Ridgepoleについては、GithubのREADMEをご参照ください。

また、HOT及び、FILLFACTORについては、Let's Postgresの下記のシリーズを参考にしました。

FILLFACTORを設定する

まず、下記のクエリで現状の設定を確認し、reloptionsの値からFILLFACTORが設定されていないことを確認します。

SELECT relname, reloptions FROM pg_class WHERE relname = 'table_name';

次に、PostgreSQLのドキュメントを参照し、FILLFACTORの設定方法を確認します。
FILLFACTORの設定方法は、CREATE TABLE または、ALTER TABLE で設定することができます。今回は作成済みのテーブルに設定を追加するため、ALTER TABLEを使用することになります。

ここからが本稿の本題です。Ridgepoleを使ってテーブルオプションを設定していきます。

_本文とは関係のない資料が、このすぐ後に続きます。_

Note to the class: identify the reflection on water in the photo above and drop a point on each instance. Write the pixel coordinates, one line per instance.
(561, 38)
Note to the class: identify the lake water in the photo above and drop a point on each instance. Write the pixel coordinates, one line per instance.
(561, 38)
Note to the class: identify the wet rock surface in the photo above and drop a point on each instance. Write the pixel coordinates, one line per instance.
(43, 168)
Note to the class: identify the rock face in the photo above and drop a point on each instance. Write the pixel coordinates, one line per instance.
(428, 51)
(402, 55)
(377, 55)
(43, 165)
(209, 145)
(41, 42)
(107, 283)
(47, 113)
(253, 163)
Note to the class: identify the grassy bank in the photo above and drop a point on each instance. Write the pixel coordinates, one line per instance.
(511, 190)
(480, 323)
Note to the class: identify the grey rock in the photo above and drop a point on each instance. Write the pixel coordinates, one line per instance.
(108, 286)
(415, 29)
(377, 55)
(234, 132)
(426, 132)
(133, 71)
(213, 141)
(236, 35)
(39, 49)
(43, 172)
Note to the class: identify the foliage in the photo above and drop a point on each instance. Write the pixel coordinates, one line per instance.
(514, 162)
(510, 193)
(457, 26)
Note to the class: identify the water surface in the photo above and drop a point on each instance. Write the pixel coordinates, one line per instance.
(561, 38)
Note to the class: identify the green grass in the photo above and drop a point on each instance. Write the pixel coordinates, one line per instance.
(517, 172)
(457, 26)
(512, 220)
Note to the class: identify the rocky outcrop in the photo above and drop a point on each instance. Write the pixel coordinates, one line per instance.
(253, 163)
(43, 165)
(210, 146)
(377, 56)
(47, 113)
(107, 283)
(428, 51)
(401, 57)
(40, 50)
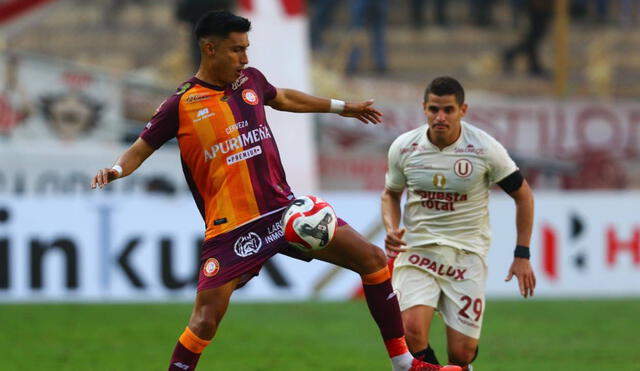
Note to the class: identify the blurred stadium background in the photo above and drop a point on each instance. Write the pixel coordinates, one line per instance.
(79, 80)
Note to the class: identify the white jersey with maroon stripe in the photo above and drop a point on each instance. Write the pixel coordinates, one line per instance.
(448, 189)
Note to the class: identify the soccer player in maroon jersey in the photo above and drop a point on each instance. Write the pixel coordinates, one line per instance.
(231, 163)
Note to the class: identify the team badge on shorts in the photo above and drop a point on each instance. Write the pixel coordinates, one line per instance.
(250, 96)
(211, 267)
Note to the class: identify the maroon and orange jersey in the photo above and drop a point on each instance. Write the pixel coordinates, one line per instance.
(229, 156)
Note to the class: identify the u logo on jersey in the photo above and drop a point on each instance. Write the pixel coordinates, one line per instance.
(463, 168)
(439, 180)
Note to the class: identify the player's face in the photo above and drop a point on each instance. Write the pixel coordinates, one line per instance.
(229, 57)
(443, 116)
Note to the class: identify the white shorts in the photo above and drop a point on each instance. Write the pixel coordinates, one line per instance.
(448, 279)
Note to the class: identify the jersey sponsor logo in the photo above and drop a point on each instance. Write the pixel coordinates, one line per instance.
(238, 142)
(203, 114)
(274, 232)
(247, 245)
(439, 180)
(239, 81)
(250, 97)
(470, 148)
(440, 269)
(413, 148)
(237, 126)
(463, 168)
(211, 267)
(196, 97)
(244, 155)
(441, 201)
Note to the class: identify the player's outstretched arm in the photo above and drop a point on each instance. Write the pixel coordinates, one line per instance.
(391, 212)
(521, 266)
(296, 101)
(126, 164)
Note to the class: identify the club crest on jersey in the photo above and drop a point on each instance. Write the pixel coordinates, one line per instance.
(196, 97)
(439, 180)
(463, 168)
(250, 97)
(239, 81)
(211, 267)
(247, 245)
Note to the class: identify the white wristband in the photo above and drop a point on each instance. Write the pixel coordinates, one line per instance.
(118, 169)
(337, 106)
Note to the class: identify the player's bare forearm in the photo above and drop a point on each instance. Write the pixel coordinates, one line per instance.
(523, 198)
(296, 101)
(391, 213)
(291, 100)
(126, 164)
(521, 267)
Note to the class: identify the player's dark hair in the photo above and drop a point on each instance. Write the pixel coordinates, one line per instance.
(445, 85)
(220, 23)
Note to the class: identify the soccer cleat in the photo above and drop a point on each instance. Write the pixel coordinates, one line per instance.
(417, 365)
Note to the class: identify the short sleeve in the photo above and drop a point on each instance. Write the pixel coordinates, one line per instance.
(394, 178)
(164, 124)
(499, 162)
(268, 91)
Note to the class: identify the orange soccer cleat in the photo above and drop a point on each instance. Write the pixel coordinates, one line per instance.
(417, 365)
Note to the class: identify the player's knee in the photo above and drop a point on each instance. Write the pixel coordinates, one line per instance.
(203, 326)
(417, 337)
(463, 354)
(376, 258)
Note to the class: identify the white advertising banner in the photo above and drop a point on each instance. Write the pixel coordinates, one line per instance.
(105, 247)
(37, 169)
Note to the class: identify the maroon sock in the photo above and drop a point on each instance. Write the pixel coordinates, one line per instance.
(183, 359)
(384, 308)
(187, 351)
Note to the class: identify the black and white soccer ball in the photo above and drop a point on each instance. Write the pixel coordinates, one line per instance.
(309, 223)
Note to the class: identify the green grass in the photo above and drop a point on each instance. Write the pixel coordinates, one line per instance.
(517, 335)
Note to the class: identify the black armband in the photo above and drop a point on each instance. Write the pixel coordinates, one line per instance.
(521, 252)
(512, 182)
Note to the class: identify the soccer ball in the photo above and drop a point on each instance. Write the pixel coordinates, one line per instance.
(309, 223)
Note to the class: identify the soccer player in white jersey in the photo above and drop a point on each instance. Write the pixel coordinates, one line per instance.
(447, 168)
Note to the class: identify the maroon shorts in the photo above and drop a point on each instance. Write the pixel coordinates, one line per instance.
(243, 251)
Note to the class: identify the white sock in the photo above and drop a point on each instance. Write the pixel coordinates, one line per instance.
(402, 362)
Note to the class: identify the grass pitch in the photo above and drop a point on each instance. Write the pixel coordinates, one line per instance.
(517, 335)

まずは、淡い期待を抱きつつ #create_tableの引数にFILLFACTORの設定を書いてみましたが、設定は反映されませんでした。
調べた限り、そもそもActiveRecordにテーブルオプションを設定するインターフェースが存在しないようで、別の方法を探すことにしました。

create_table :table_name, fillfactor: 90 do |t|
  # ...
end

過去に似たような事例がないかとRidgepoleのissuesを漁っている中で、#execute を使うことで今回のユースケースをカバーできるのではないか、ということが分かりました。余談ですが、READMEにも#execute に関する記載があり、見落としていたことが後になって分かりました。READMEはしっかり読まねばと猛省しました。

それでは #execute を使って設定をしていきます。

execute 'ALTER TABLE table_name SET (FILLFACTOR = 90)' do |c|
  # 既に設定済みの場合は実行をスキップする
  c.raw_connection.query(
    "SELECT relname, reloptions FROM pg_class WHERE relname = 'table_name'AND 'fillfactor=90' = ANY(reloptions)"
  ).each.size.zero?
end

これにより、テーブルオプションの設定が反映され、2回目以降の適用時にはスキップされるようになりました。

FILLFACTORに設定する値は、テーブルの更新頻度やデータ量を見て決めていく必要があります。設定する際はご注意ください。

また、今回紹介した書き方だと、 #execute を削除して適用しても、FILLFACTORの設定は削除されません。FILLFACTORの設定をリセットする場合は、下記のクエリを実行した上で、#execute の記述を削除する必要があります。明示的に値を100に設定するのも良いかもしれません。

ALTER TABLE table_name RESET (FILLFACTOR);

FILLFACTORの設定を運用中のテーブルに適用する際は、過去のデータに対してもFILLFACTORの設定を適用するか否かの判断をする必要があります。
過去のデータに対しても設定を適用する場合は、VACUUM FULLを実行することで設定を適用することができます。しかし、テーブルに対する排他的ロックが必要になる、余分なディスク容量が必要になる、などの注意点がありますので、実行をする際は慎重に検討をする必要があります。詳細は下記をご参照ください。

過去のデータに対して設定を適用する必要がない場合は、新たに作成されるページから設定が適用されるようです。

おわりに

経過観察中ではありますが、本対応を実施して以降、該当のWeb APIに起因するスロークエリログは検出されていません。事象が改善されない場合は、WAL書き込みの非同期化、パラメータのチューニングなど、次の対応を検討していく予定です。